Helpful to add Enclomiphene to TRT for Fertility?

jc2c

Member
I'm on testosterone cypionate, hCG, and anastrozole. Would adding enclomiphene help with fertility? I wish I could add FSH but I can't find an affordable, non-sketch source. I understand there's a negative feedback loop with exogenous testosterone. But, wouldn't blocking the estrogen feedback loop at least help a little with endogenous FSH production? or would it have no effect? Hoping someone could explain the science to me. I'm trying to avoid coming off TRT because I have post-finasteride ED and finally got to a good place.
 
This most likely won't work. While the evidence isn't definitive, anecdotes suggest that negative feedback from androgens at the hypothalamus is too suppressive and still blocks production of GnRH in most individuals on TRT. I've demonstrated that the combination of TRT + enclomiphene + GnRH does work. However, the protocol is too demanding for most, and it's not clear if less frequent doses of GnRH would be effective.
 
This most likely won't work. While the evidence isn't definitive, anecdotes suggest that negative feedback from androgens at the hypothalamus is too suppressive and still blocks production of GnRH in most individuals on TRT. I've demonstrated that the combination of TRT + enclomiphene + GnRH does work. However, the protocol is too demanding for most, and it's not clear if less frequent doses of GnRH would be effective.
@Cataceous I'm wondering if you ever tested your natural production on the 12.5 mg enclomiphene EOD that you're taking now? That dose results in moderate to high levels of testosterone in most men without severe primary hypogonadism. I forget what your background was that led you to TRT.

I assume you considered that idea but just in case you haven't, it would certainly be alot easier than your current protocol.
 
@Cataceous I'm wondering if you ever tested your natural production on the 12.5 mg enclomiphene EOD that you're taking now? That dose results in moderate to high levels of testosterone in most men without severe primary hypogonadism. I forget what your background was that led you to TRT.

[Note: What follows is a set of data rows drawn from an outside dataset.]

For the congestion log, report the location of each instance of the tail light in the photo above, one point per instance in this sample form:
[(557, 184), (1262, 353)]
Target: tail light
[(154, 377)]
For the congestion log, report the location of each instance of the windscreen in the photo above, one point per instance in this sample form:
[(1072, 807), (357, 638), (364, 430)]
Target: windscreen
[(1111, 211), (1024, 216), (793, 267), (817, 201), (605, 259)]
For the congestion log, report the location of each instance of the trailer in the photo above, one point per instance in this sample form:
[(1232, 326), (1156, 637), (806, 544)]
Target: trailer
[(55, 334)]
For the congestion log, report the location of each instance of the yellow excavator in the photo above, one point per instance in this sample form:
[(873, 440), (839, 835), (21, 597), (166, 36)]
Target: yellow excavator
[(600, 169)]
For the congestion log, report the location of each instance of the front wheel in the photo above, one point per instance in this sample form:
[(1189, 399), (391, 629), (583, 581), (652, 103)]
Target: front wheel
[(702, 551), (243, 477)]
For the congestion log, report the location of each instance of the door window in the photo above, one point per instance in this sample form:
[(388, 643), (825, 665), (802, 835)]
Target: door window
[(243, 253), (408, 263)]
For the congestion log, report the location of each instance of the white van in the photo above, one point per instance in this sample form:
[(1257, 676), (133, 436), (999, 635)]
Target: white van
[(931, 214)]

I assume you considered that idea but just in case you haven't, it would certainly be alot easier than your current protocol.
It would be an interesting experiment, but so far I have not wanted to tamper with success. Based on my experience with hCG and the lowish LH/FSH response to the present protocol I suspect endogenous HPTA production would be underwhelming with 12.5 mg of enclomiphene (now using daily). Given the unknowns I prefer to avoid a higher dose.
 
So, the only way to stay on TRT is supplemental FSH?
If TRT and hCG can’t get you fertile enough while on TRT and you don’t want to come off, FSH is the only way forward given your unique situation.

You could try Natesto, which allows for your pituitary gland to function normally (LH/FSH production) while adding testosterone on top of your natural production, the best of both worlds.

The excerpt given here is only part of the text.